People v Cuenea |
2015 NY Slip Op 05768 |
Decided on July 2, 2015 |
Appellate Division, First Department |
Published by New York State Law Reporting Bureau pursuant to Judiciary Law § 431. |
This opinion is uncorrected and subject to revision before publication in the Official Reports. |
Decided on July 2, 2015
Gonzalez, P.J., Sweeny, Renwick, Saxe, Feinman, JJ.
15622 4140N/11
v
Marco Cuenea, Defendant-Appellant.
Robert S. Dean, Center for Appellate Litigation, New York (Claudia B. Flores of counsel), for appellant.
Cyrus R. Vance, Jr., District Attorney, New York (Sheila O'Shea of counsel), for respondent.
Judgment, Supreme Court, New York County (Bruce Allen, J. at suppression hearing; Ruth Pickholz, J. at jury trial and sentencing), rendered April 16, 2013, as amended April 25 and July 12, 2013, convicting defendant, after a jury trial, of criminal sale of a controlled substance in the first degree, three counts of criminal sale of a controlled substance in the third degree, and two counts of criminal possession of a controlled substance in the third degree, and sentencing him to an aggregate term of nine years, unanimously affirmed.
The court properly denied defendant's suppression motion. The warrantless seizure of an opaque package in defendant's workplace was proper under an intersection of the plain view and fellow officer doctrines. An undercover officer advised other members of his team, who were lawfully present in premises open to the public, that certain drugs he had arranged to buy were in that particular bag. The undercover officer's conclusion about the contents of the bag was reasonable under the facts personally known to him, and it thus provided probable cause, thereby satisfying the "immediately apparent" element of the plain view doctrine (see People v Batista, 261 AD2d 218, 221-222 [1st Dept 1999], lv denied 94 NY2d 819 [1999]), and justifying the actions of the officers with whom he communicated (see People v Ketcham, 93 NY2d 416, 419-420 [1999]).

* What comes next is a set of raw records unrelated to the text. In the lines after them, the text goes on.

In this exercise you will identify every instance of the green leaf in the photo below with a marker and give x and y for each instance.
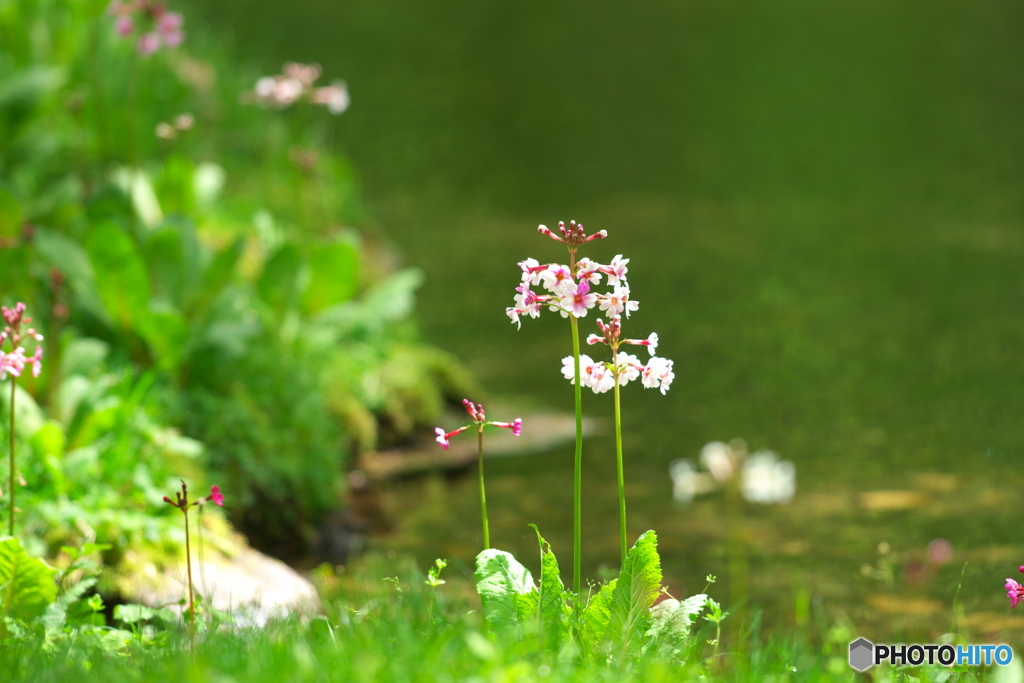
(596, 616)
(27, 586)
(279, 287)
(59, 252)
(334, 275)
(124, 287)
(166, 260)
(671, 622)
(218, 274)
(639, 584)
(135, 613)
(11, 215)
(553, 608)
(506, 589)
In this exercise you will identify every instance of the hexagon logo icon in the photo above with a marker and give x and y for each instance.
(861, 654)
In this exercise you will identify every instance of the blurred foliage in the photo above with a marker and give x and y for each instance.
(189, 258)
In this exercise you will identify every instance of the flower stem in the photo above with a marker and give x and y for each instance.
(622, 477)
(578, 473)
(192, 603)
(10, 529)
(483, 496)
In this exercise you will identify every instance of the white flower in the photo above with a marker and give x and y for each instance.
(629, 368)
(687, 482)
(718, 459)
(616, 270)
(766, 479)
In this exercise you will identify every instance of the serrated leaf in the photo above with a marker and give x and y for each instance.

Under the circumstances of the case, the court's intentional inclusion, in a readback requested by the deliberating jury, of testimony that had been heard by the jury but stricken from the record does not warrant reversal. The court properly exercised its discretion when it revisited its ruling and permitted the jury to hear the stricken testimony, which was relevant and admissible information based on the witness's personal knowledge. Defendant was not prejudiced by the content of the initially stricken testimony, or by the fact that it had been stricken but nevertheless reinstated. In any event, any error in this regard was harmless (see People v Crimmins, 36 NY2d 230 [1975]).
Defendant did not preserve his challenge to the court's own involvement in reading back the testimony, and we decline to review it in the interest of justice. As an alternative holding, we find that the court's participation in the readback was inadvisable (see People v Alcide, 21 NY3d 687, 695 [2013]), but that it did not deprive defendant of a fair trial.
We perceive no basis for reducing the sentence.
THIS CONSTITUTES THE DECISION AND ORDER
OF THE SUPREME COURT, APPELLATE DIVISION, FIRST DEPARTMENT.